Congresswoman Eleanor Holmes Norton introduced a bill in June to have two statues placed in Statuary Hall, an honor given freely to states.
Recently, Ward 2 District Councilmember Jack Evans wrote a letter to House and Senate leadership including, House Speaker John Boehner, incoming House Majority Leader Eric Cantor, House Speaker Nancy Pelosi, Senate Majority Leader Harry Reid and House Majority Leader Steny Hoyer. Evans, who was instrumental in securing the funds for the District's two statues, asked that leaders bring the bill to a vote prior to leaving for recess.
Representative Dan Lungren (R-CA) proposed a companion bill to Norton's that would allow the District and other territories one statue each in the Capitol. Norton decided to proceed with the one-statue bill, hoping it would have a better chance of passage.
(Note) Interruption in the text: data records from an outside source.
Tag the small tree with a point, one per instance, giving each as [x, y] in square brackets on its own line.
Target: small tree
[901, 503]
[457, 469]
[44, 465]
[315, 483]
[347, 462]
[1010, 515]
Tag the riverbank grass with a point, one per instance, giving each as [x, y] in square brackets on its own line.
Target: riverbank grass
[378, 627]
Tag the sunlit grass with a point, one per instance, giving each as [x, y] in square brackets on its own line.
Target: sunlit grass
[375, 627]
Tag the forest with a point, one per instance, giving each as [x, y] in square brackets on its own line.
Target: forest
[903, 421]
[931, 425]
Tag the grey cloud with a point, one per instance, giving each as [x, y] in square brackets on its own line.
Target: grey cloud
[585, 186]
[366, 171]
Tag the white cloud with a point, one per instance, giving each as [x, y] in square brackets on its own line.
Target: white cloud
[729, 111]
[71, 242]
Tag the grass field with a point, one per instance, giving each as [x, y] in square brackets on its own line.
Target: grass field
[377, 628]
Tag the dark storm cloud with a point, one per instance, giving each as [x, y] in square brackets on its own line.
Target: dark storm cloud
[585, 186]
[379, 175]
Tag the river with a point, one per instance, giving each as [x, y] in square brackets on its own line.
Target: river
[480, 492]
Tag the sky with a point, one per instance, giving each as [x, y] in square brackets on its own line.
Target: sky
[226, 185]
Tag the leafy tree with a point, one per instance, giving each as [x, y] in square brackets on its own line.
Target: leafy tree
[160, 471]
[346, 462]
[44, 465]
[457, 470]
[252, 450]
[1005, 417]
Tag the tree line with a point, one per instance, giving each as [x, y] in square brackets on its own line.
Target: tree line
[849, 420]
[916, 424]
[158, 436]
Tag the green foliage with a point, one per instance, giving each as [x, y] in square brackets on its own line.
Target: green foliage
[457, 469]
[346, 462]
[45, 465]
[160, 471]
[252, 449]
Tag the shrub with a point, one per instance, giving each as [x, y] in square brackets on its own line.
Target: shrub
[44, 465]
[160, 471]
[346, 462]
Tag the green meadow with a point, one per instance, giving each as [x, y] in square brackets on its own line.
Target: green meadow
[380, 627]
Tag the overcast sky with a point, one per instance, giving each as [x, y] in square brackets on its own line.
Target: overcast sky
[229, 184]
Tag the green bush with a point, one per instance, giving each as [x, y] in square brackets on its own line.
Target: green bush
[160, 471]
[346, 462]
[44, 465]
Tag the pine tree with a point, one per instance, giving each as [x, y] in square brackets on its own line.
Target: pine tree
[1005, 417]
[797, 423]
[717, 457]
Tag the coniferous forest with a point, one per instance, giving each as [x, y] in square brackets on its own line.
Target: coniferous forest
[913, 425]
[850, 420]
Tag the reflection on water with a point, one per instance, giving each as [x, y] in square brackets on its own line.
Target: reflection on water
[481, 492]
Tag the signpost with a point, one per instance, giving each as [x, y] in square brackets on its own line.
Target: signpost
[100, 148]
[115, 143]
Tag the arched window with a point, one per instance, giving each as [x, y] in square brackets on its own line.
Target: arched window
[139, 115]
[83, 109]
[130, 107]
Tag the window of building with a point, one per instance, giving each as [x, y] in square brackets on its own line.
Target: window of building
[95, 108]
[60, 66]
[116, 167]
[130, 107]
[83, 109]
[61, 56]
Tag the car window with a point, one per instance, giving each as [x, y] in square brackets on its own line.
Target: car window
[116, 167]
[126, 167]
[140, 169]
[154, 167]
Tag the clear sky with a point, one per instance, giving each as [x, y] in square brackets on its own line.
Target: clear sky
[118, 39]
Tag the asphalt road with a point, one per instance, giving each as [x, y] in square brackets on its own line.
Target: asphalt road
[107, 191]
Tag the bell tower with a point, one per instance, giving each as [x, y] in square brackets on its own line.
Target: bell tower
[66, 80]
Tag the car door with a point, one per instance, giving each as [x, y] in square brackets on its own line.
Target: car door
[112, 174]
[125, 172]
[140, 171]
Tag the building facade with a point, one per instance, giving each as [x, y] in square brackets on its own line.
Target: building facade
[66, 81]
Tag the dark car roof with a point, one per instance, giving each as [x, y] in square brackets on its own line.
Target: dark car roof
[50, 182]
In a statement on her website, Norton said, "The unanimous support the statue bill received during our floor debate, passing without opposition, gives us momentum as the bill moves to the Senate."
Should the bill pass the Senate, D.C can choose either one of the already commissioned and existing statues of Frederick Douglass or Pierre L'Enfant, or could have another statue made of another deceased District resident.